With support from the Nathan Cummings Foundation, Duke’s Samuel DuBois Cook Center on Social Equity is devoted to developing a research program that explores the intersection of gender with race and ethnicity and prospects for economic security and well-being. Our first entry in our new Research Brief Series, published in collaboration with the Insight Center for Community Economic Development (Insight CCED) demonstrates graphically the importance of examining racial differences in wealth outcomes within a shared gender group. We find vast differences in net worth between black and white women regardless of age, family structure, educational attainment, or marital status. View and download the Women, Race and Wealth Research Brief here.

Project Implementation

At a time when the economy has sent a flood of jobless young adults back home, perhaps surprisingly, older people are quietly moving in with their parents at twice the rate of their younger counterparts. According to the UCLA Center for Health Policy Research and the Insight Center for Community Economic Development for seven years through 2012, the number of Californians aged 50 to 64 who live in their parents’ homes grew by 67.6% to about 194,000, The jump is almost exclusively the result of financial hardship caused by the Great Recession rather than for other reasons, such as the need to care for aging parents. In collaboration with Insight CCED, Cook Center researchers examine the gender and racial/ethnic dimensions of this pattern of older Americans moving in with their even older parents. Given our findings about the stark racial differences in wealth among women, this phase of the study is important in determining whether particular social groups and whether women, in particular, are facing greater stress associated with returning to living with their own parents at a later stage in life.

Cook Center research scholars also build upon the Center’s groundbreaking research that demonstrates the great importance of parents’ transfer of wealth in influencing adult children’s economic outcomes. Researchers focus on mature adults as means of gaining a better understand their future prospects and that of their adult children. Cook Center researchers dually aim to gain a better understanding of how factors like student debt, kinship and employment affect these households ability to accumulate wealth and the profound implications for multiple generations. In addition, Cook Center researchers investigate whether these processes of wealth transfer vary for sons and daughters and whether any gender differences in the receipt of inheritances and gifts from the prior generation are linked to race and ethnicity.

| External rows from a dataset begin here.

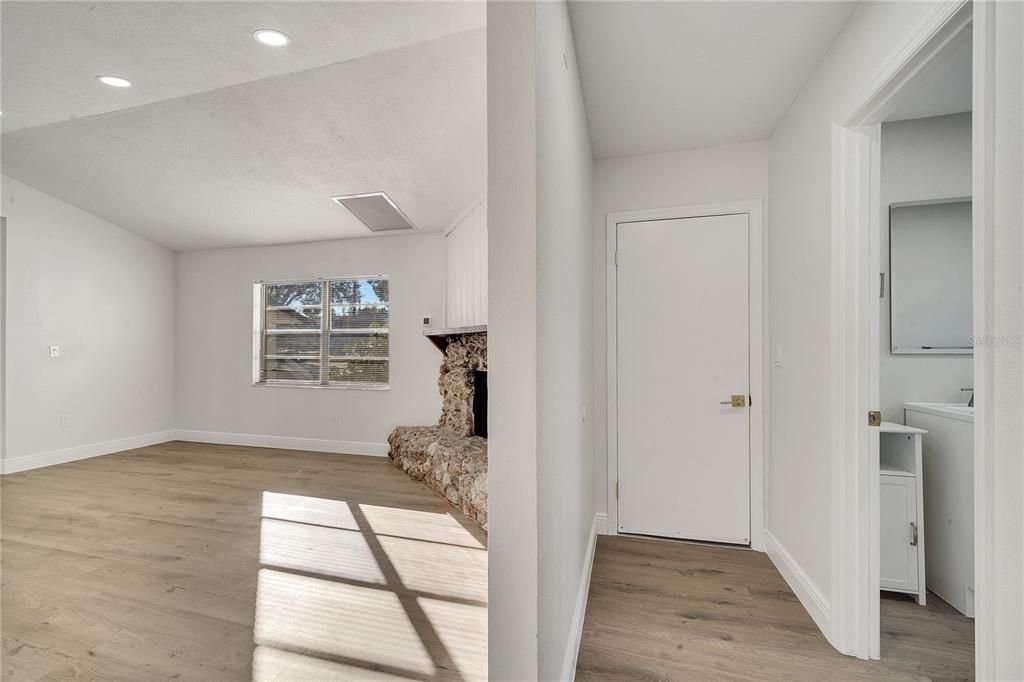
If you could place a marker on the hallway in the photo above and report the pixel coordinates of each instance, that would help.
(662, 609)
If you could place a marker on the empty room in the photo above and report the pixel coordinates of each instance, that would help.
(463, 340)
(236, 236)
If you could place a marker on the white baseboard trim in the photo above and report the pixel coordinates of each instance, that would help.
(284, 442)
(40, 460)
(580, 612)
(801, 584)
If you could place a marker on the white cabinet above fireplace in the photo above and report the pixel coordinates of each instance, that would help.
(466, 273)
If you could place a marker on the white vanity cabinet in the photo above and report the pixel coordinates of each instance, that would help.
(899, 537)
(948, 497)
(901, 513)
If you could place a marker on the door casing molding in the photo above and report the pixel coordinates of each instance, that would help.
(758, 349)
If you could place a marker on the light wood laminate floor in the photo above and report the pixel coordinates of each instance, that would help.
(211, 562)
(667, 610)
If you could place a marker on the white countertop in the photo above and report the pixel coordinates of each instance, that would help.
(893, 427)
(958, 412)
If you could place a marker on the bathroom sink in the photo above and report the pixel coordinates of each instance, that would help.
(958, 411)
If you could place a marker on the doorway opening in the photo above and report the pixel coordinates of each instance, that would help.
(668, 406)
(885, 245)
(926, 366)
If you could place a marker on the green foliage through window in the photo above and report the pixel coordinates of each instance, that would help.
(325, 332)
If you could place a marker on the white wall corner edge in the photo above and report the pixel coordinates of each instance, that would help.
(284, 442)
(580, 612)
(50, 458)
(807, 592)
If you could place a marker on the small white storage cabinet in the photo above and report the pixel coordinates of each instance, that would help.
(901, 514)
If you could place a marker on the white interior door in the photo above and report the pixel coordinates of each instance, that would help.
(683, 349)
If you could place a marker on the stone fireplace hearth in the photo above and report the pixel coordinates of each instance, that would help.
(451, 458)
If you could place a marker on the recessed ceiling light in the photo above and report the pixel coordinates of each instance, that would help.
(114, 81)
(271, 37)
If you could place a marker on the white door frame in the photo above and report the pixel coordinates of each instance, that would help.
(856, 225)
(758, 349)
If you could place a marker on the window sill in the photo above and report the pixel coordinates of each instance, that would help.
(297, 384)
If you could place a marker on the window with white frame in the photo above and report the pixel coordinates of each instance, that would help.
(322, 333)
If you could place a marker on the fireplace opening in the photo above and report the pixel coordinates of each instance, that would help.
(480, 403)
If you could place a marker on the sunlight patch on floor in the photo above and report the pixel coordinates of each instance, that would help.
(330, 619)
(360, 592)
(314, 549)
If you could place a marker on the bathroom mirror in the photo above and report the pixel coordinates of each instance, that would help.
(930, 276)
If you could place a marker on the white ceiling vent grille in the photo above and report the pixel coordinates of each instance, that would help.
(377, 211)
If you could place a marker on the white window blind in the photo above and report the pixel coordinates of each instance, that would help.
(323, 332)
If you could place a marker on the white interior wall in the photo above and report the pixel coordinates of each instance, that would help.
(799, 214)
(999, 366)
(541, 245)
(105, 296)
(466, 269)
(922, 159)
(512, 342)
(216, 398)
(681, 178)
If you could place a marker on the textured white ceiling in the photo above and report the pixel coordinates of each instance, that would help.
(945, 88)
(249, 148)
(669, 76)
(52, 51)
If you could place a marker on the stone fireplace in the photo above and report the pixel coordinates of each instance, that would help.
(451, 458)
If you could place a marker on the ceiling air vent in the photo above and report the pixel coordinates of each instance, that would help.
(377, 211)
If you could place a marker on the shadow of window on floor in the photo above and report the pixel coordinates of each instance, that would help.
(350, 591)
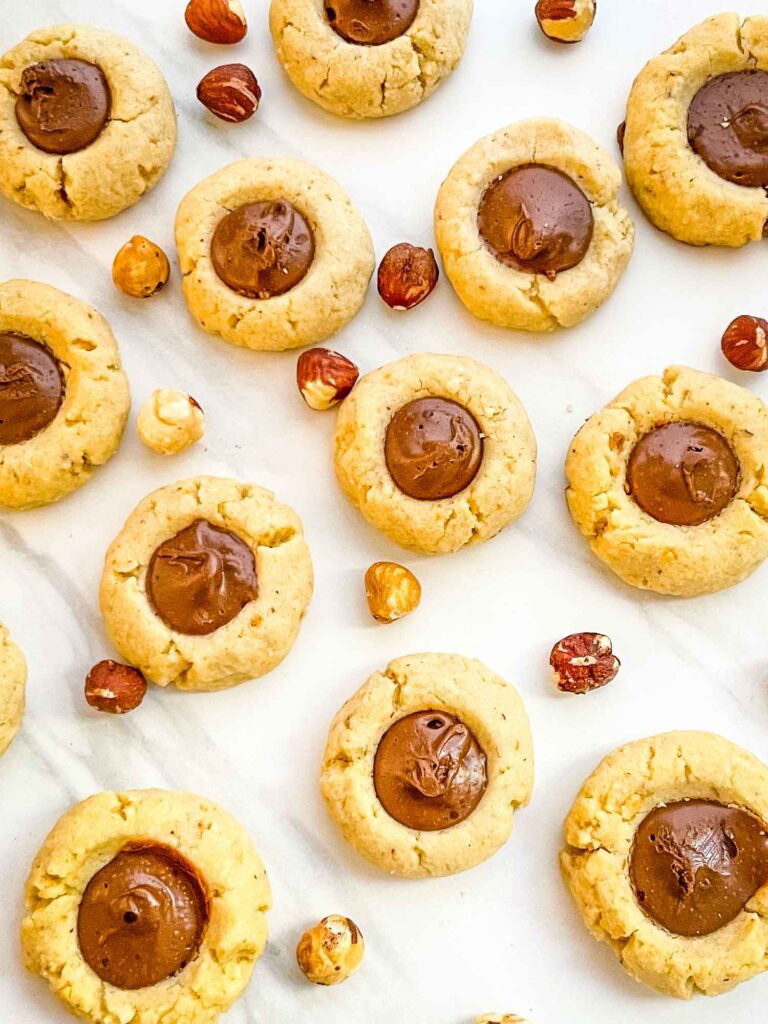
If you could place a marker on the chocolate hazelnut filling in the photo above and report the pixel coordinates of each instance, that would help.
(695, 864)
(32, 388)
(728, 127)
(201, 579)
(683, 474)
(429, 771)
(64, 104)
(262, 250)
(537, 219)
(433, 449)
(371, 23)
(142, 916)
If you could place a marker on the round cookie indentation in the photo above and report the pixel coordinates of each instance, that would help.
(142, 916)
(64, 104)
(262, 250)
(32, 387)
(728, 127)
(201, 579)
(695, 864)
(433, 449)
(683, 473)
(367, 24)
(430, 773)
(536, 218)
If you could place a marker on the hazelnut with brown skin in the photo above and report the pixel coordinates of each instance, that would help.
(565, 20)
(407, 275)
(140, 268)
(115, 688)
(331, 951)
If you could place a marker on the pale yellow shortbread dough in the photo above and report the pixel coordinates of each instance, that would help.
(599, 835)
(128, 158)
(493, 291)
(487, 705)
(83, 842)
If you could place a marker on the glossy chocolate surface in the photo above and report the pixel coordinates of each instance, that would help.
(32, 388)
(262, 250)
(433, 449)
(536, 219)
(64, 104)
(683, 473)
(695, 864)
(429, 771)
(201, 579)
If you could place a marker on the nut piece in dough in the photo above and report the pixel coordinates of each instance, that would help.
(549, 196)
(343, 68)
(170, 421)
(181, 889)
(129, 155)
(12, 688)
(332, 951)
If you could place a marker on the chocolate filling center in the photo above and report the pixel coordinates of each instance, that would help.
(695, 864)
(429, 771)
(262, 250)
(142, 916)
(433, 449)
(536, 219)
(683, 474)
(728, 127)
(371, 23)
(32, 388)
(64, 104)
(201, 579)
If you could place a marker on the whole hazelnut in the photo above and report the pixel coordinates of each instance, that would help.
(565, 20)
(745, 343)
(170, 421)
(325, 378)
(115, 688)
(331, 951)
(140, 268)
(230, 92)
(407, 275)
(392, 591)
(216, 20)
(500, 1019)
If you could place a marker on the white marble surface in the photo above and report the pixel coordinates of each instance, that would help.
(504, 936)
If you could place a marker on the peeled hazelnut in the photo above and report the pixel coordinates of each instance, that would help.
(392, 591)
(230, 92)
(170, 421)
(500, 1019)
(745, 343)
(331, 951)
(584, 662)
(140, 268)
(216, 20)
(325, 378)
(565, 20)
(115, 688)
(407, 275)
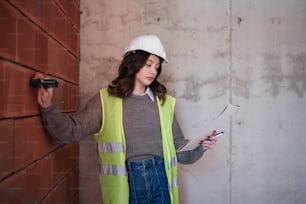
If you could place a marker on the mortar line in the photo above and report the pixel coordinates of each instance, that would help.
(230, 97)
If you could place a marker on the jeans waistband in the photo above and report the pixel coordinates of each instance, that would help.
(145, 163)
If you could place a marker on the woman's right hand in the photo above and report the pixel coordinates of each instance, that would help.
(44, 96)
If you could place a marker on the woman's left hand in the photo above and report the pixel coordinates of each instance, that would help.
(209, 143)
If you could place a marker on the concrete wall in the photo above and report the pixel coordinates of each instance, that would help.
(37, 36)
(251, 53)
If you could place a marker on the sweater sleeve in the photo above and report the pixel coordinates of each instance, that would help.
(68, 128)
(185, 157)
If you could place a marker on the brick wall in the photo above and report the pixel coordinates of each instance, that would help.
(40, 36)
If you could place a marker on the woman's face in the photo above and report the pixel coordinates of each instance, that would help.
(146, 75)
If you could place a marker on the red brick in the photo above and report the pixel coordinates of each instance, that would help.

The traditional focus on an individual’s circumstance or the nuclear family potentially overlooks important constraints on black families in particular. Because black women bear a disproportionate role as heads of households, these constraints may impinge more heavily on their lives and well-being. These stressors also may contribute to racial and gender differences in health outcomes, another dimension that we will investigate under the research program on Gender, Race, Ethnicity, and Social Mobility.

Research Questions

Cook Center researchers examine the cumulative effects of gender and race and/or ethnicity on economic outcomes in the U.S. population. This project explores the following broad research questions:

  1. Are the consequences of being black and female additive, non-additive, or exponential in comparison with being white and female or being black and male for wealth or earnings or employment?
  2. What are the magnitudes of the economic penalties associated with the intersection of race and gender in the American economy?

Aims of the Project

  • Provide substantial detail on the relative asset and debt position at the intersection of gender, ethnicity and identity in the United States.
  • Afford, via a combination of strategies, insights about the typical life-cycle or life course pattern of asset and debt accumulation of the target population.
  • Produce a National Asset Scorecard that can be used to evaluate the comparative status of the target population at a point in time as well as over time.
  • Provide rich insights into the sources of the disparities in wealth outcomes for the target population that will be useful in crafting policies to remedy asset inequality and asset poverty.
  • Incorporate a more nuanced treatment of the positives and negatives associated with the accumulation of particular types of indebtedness.
  • Provide data and research support for individuals and organizations committed to advancing a more economically inclusive society.